Rioters stormed stores in Baltimore, USA and attacked police with stones and bricks earlier yesterday after the funeral of yet another African American man whose death in custody has reignited outrage over US police conduct towards the troubled community.
Maryland Governor Larry Hogan declared a state of emergency in the port city of 620,000 that has been extremely tense since 25-year-old Freddie Gray died on April 19 in police custody.
Rioters prowled the city in small roving gangs, ransacking shops and trashing police vehicles. Several cars were set on fire. Looters ducked inside a shopping mall, stealing armloads of merchandise, and then drove away.
At least 15 police officers were injured by flying debris, and two of them were still hospitalized.

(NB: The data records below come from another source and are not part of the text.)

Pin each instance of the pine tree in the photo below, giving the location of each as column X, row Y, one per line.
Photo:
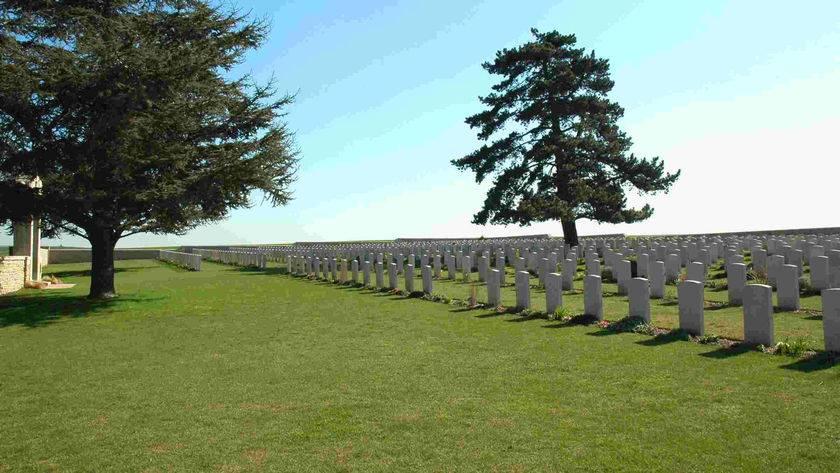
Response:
column 126, row 111
column 555, row 149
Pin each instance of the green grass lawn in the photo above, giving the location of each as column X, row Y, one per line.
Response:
column 236, row 370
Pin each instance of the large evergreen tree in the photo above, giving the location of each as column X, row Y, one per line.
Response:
column 555, row 150
column 126, row 111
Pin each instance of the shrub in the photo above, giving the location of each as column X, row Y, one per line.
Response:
column 561, row 313
column 797, row 348
column 806, row 289
column 632, row 324
column 757, row 276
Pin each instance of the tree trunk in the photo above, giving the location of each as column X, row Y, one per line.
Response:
column 570, row 232
column 102, row 265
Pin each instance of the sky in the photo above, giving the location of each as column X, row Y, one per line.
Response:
column 739, row 95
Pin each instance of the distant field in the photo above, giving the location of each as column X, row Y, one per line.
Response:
column 243, row 370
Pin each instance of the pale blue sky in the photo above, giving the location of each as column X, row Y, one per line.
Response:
column 742, row 96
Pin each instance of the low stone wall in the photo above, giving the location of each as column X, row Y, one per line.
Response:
column 83, row 255
column 12, row 273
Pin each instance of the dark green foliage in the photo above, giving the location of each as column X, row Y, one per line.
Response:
column 555, row 149
column 126, row 111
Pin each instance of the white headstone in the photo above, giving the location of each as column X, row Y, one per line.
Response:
column 758, row 314
column 690, row 295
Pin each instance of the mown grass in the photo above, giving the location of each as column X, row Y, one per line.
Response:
column 242, row 370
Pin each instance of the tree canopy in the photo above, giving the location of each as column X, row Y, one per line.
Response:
column 129, row 112
column 552, row 142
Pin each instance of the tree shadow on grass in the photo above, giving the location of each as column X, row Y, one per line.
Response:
column 273, row 271
column 85, row 273
column 40, row 309
column 820, row 361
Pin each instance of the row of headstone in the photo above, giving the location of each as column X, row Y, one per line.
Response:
column 245, row 258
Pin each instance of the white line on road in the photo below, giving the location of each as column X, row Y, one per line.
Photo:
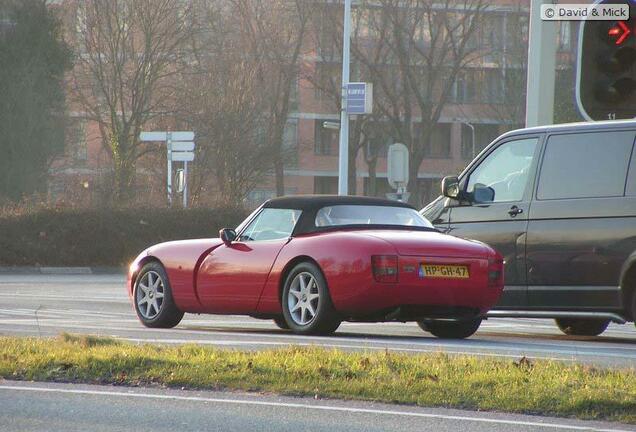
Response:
column 308, row 407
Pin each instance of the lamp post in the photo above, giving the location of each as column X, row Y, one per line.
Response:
column 343, row 159
column 472, row 130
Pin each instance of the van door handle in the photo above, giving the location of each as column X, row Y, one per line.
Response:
column 514, row 211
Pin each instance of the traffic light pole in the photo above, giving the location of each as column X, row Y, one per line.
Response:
column 541, row 68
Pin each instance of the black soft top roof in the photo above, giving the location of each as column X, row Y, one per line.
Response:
column 310, row 204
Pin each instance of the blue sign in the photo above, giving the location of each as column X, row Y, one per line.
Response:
column 359, row 98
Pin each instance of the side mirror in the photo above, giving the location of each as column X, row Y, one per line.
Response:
column 483, row 194
column 450, row 187
column 228, row 235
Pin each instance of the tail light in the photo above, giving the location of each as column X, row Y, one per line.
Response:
column 495, row 272
column 384, row 268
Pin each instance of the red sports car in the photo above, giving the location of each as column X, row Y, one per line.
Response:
column 311, row 262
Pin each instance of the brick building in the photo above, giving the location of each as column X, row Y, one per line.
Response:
column 314, row 148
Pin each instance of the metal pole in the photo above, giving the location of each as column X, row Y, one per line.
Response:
column 541, row 68
column 169, row 183
column 185, row 184
column 472, row 132
column 343, row 161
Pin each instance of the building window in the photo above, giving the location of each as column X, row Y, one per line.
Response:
column 325, row 185
column 327, row 81
column 484, row 135
column 439, row 144
column 325, row 140
column 465, row 87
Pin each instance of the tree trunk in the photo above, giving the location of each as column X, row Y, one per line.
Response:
column 279, row 173
column 414, row 184
column 372, row 190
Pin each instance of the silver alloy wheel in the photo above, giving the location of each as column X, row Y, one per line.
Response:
column 303, row 298
column 150, row 293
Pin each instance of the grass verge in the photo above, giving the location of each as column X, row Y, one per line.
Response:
column 534, row 387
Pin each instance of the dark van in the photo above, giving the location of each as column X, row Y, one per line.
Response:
column 559, row 202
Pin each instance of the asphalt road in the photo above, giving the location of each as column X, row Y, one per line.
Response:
column 45, row 305
column 63, row 407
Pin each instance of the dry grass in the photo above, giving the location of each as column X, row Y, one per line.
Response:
column 536, row 387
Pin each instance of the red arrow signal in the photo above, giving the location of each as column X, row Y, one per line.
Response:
column 621, row 32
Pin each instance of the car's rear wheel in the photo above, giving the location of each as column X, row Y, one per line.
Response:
column 306, row 302
column 582, row 327
column 281, row 323
column 451, row 329
column 153, row 300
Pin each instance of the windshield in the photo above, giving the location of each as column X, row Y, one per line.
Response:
column 339, row 215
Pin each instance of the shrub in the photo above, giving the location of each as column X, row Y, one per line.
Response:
column 101, row 237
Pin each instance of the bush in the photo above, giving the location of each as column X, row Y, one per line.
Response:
column 101, row 237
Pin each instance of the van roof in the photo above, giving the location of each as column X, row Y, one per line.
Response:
column 587, row 126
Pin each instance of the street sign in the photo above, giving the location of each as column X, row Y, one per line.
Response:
column 152, row 136
column 163, row 136
column 183, row 146
column 181, row 156
column 359, row 98
column 398, row 166
column 180, row 148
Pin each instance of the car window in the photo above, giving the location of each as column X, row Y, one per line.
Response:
column 505, row 171
column 271, row 224
column 585, row 165
column 339, row 215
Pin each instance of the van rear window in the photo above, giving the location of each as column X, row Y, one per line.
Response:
column 586, row 165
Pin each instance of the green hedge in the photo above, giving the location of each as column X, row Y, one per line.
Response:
column 101, row 237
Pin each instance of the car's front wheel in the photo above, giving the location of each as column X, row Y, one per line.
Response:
column 582, row 327
column 153, row 300
column 451, row 329
column 306, row 302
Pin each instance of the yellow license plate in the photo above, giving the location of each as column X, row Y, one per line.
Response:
column 445, row 271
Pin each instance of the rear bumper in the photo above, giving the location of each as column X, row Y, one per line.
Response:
column 416, row 296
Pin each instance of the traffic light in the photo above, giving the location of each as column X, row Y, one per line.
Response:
column 606, row 69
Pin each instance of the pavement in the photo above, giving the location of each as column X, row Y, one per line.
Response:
column 28, row 407
column 97, row 304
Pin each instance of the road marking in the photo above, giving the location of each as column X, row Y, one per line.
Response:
column 570, row 354
column 308, row 406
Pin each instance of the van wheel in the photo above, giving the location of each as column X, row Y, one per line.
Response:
column 451, row 329
column 281, row 323
column 582, row 327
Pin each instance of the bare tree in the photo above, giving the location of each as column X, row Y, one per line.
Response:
column 128, row 54
column 424, row 44
column 222, row 98
column 275, row 33
column 412, row 52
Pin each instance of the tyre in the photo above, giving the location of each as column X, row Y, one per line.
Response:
column 281, row 323
column 153, row 298
column 582, row 327
column 451, row 329
column 306, row 302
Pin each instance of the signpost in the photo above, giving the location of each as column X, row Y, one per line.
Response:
column 180, row 148
column 398, row 171
column 359, row 98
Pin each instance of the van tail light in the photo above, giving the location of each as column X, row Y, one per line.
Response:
column 495, row 272
column 384, row 268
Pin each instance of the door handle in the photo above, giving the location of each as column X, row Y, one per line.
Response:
column 514, row 211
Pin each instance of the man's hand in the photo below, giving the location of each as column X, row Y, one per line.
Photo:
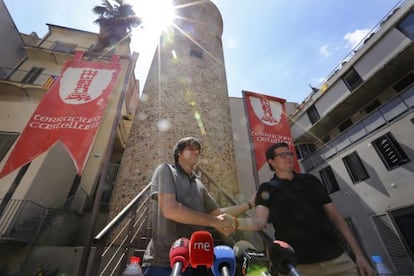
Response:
column 226, row 225
column 364, row 267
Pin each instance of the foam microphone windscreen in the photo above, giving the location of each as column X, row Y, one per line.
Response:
column 179, row 253
column 224, row 257
column 201, row 249
column 240, row 247
column 282, row 256
column 250, row 261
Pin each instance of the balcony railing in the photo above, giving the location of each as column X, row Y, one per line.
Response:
column 380, row 117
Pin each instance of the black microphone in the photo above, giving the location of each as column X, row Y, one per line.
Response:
column 250, row 261
column 224, row 261
column 282, row 258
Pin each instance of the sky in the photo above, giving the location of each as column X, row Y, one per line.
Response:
column 274, row 47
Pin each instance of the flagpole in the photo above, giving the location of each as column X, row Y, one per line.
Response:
column 254, row 167
column 12, row 188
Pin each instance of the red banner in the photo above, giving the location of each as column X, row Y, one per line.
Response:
column 267, row 124
column 70, row 112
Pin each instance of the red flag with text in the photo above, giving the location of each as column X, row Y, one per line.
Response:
column 267, row 124
column 70, row 112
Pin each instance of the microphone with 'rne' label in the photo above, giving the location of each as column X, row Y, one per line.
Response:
column 201, row 249
column 179, row 256
column 224, row 261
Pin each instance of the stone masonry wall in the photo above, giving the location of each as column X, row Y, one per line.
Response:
column 185, row 95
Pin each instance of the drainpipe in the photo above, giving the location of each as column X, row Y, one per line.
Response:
column 108, row 152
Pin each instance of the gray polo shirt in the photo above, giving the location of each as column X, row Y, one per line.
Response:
column 190, row 192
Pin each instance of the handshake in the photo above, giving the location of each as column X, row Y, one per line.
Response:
column 226, row 224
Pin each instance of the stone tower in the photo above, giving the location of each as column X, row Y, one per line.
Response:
column 185, row 95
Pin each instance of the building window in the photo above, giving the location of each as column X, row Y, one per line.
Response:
column 355, row 168
column 404, row 83
column 63, row 47
column 32, row 75
column 329, row 180
column 346, row 124
column 404, row 220
column 407, row 26
column 372, row 106
column 6, row 141
column 313, row 114
column 390, row 152
column 196, row 53
column 352, row 79
column 304, row 150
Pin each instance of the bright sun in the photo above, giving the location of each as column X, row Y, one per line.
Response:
column 156, row 15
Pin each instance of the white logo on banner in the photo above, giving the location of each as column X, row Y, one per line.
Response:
column 83, row 85
column 268, row 112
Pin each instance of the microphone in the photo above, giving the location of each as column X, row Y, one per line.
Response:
column 179, row 256
column 250, row 261
column 282, row 257
column 224, row 261
column 201, row 249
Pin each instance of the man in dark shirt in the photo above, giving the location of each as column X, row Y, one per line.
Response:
column 303, row 215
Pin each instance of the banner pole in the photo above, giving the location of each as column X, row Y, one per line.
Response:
column 251, row 144
column 13, row 187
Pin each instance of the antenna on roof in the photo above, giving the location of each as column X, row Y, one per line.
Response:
column 314, row 89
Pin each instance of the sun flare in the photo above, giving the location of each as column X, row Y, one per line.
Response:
column 156, row 14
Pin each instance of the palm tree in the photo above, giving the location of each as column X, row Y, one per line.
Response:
column 116, row 20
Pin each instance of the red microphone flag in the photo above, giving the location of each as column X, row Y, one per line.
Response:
column 201, row 249
column 70, row 112
column 179, row 252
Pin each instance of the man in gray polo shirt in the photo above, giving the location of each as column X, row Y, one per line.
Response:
column 182, row 205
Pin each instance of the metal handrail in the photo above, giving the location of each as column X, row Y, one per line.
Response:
column 125, row 227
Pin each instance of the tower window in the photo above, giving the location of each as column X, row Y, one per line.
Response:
column 6, row 141
column 196, row 53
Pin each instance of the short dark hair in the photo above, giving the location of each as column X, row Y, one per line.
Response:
column 270, row 152
column 186, row 141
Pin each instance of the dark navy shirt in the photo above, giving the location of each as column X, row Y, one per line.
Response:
column 298, row 217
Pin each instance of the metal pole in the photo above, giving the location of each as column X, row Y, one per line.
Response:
column 13, row 187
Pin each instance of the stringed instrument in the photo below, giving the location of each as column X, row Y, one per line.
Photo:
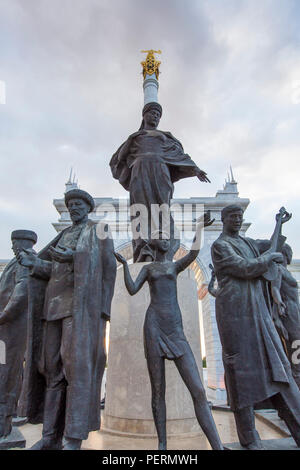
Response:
column 282, row 217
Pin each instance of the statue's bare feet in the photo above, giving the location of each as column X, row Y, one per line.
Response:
column 162, row 445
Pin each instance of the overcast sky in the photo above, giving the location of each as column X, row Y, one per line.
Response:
column 229, row 87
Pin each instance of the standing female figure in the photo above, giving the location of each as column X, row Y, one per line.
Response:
column 164, row 337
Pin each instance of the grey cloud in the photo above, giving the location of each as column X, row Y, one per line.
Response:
column 74, row 93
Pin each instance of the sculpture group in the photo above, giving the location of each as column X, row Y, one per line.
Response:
column 56, row 303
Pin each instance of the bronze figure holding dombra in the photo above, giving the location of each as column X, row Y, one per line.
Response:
column 164, row 336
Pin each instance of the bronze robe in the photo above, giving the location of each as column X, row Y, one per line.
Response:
column 256, row 366
column 94, row 279
column 14, row 299
column 149, row 175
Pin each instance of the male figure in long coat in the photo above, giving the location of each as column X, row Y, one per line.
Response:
column 13, row 328
column 72, row 283
column 256, row 366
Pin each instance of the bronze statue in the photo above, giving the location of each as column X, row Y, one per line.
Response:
column 70, row 293
column 164, row 337
column 256, row 366
column 13, row 328
column 286, row 309
column 147, row 165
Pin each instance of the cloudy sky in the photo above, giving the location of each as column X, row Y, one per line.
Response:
column 229, row 87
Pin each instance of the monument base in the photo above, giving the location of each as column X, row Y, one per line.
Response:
column 286, row 443
column 128, row 391
column 14, row 440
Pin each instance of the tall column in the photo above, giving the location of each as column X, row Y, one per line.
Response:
column 151, row 74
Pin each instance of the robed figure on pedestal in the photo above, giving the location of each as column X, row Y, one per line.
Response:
column 147, row 165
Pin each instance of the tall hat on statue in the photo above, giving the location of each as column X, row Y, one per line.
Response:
column 150, row 85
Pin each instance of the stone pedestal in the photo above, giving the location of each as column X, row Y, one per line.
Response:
column 128, row 392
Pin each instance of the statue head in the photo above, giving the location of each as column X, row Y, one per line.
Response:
column 287, row 253
column 23, row 239
column 152, row 113
column 232, row 218
column 79, row 204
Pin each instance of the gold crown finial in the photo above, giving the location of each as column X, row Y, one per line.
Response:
column 151, row 65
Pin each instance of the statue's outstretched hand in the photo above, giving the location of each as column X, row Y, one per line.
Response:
column 26, row 258
column 3, row 317
column 120, row 258
column 286, row 215
column 202, row 176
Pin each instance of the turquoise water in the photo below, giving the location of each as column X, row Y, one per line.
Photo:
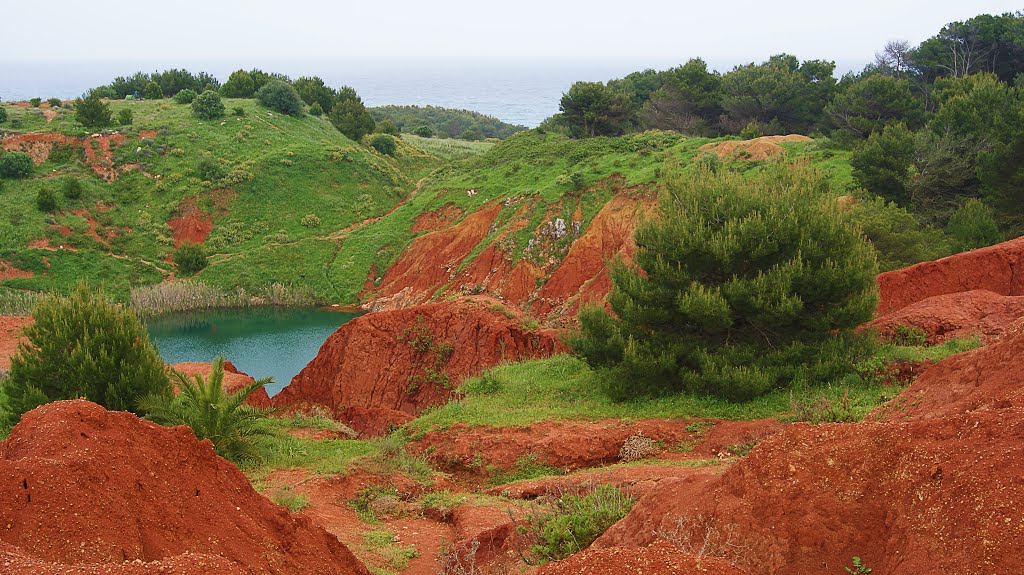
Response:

Twenty-seven people were arrested, said Darryl De Sousa, the Baltimore Police Department’s chief of patrol.
Mayor Stephanie Rawlings-Blake said the National Guard would be deployed “as soon as they are available” and imposed a city-wide curfew from 10:00 pm to 5:00 am beginning Tuesday, on top of a permanent nightly curfew for juveniles.
“Too many people have spent generations building up this city for it to be destroyed by thugs,” Rawlings-Blake said as police reinforcements poured in from neighboring jurisdictions.
Rioting erupted soon after Gray was buried — possibly spurred by a cryptic message on social media declaring an after-school “purge,” which is street slang for random acts of lawlessness.
President Barack Obama was briefed on the rapidly evolving situation by Rawlings-Blake and his newly sworn in Attorney General Loretta Lynch, the White House said.
Thousands had converged on New Shiloh Baptist church in Baltimore’s poverty-ridden Sandtown neighborhood yesterday to pay final respects to Gray, who died of severe spinal injuries apparently sustained during his arrest a week earlier.
His death was the latest in a string of high-profile confrontations between African Americans and police, including the fatal shooting of unarmed teenager Michael Brown by a white police officer in Ferguson, Missouri last year.”
Violence had first erupted on Saturday when 34 people were arrested, and six police officers injured, after an orderly rally for Gray outside Baltimore city hall.
In the hours before Monday’s riots, police announced they had received a “credible threat” that criminal gangs in Baltimore had “entered into a partnership to ‘take out’ law enforcement officers.”
At the funeral, Gray’s body was in a white casket next to a Los Angeles Dodgers baseball cap and a sign reading “Peace y’all.”
Crowds swayed to hymns at the service, chanting, “Justice shall prevail, peace will prevail” in the church, where a photo of Gray — who had a record of petty drug offenses, in a grim part of Baltimore notorious for crime, poverty and joblessness — was displayed among floral wreaths.
Supporters, many dressed in all white, filled the building’s 2,200 seats and hundreds of others stood, with the words “Black lives matter and all lives matter” projected on the wall.
Tensions have been on the rise in Baltimore since Gray’s death, which his family’s lawyers say was caused when his spine was mostly severed following his arrest.
Six officers have been suspended with pay pending the outcome of a police investigation that is to be submitted to state prosecutors by Friday.
The US Justice Department, which was already looking into Baltimore’s use of force, has also opened its own civil rights probe.
Police confirmed Gray requested medical help and an inhaler after he was detained and acknowledged that he should have received medical attention sooner.
They also revealed that Gray, contrary to policy, was not buckled into his seat in a police van, which made at least three unexplained stops on its way to the city’s Western District station, now the scene of nightly protests.
Gray’s arrest was caught on video by bystanders, and he can be heard howling in apparent pain as his limp body is dragged into the van.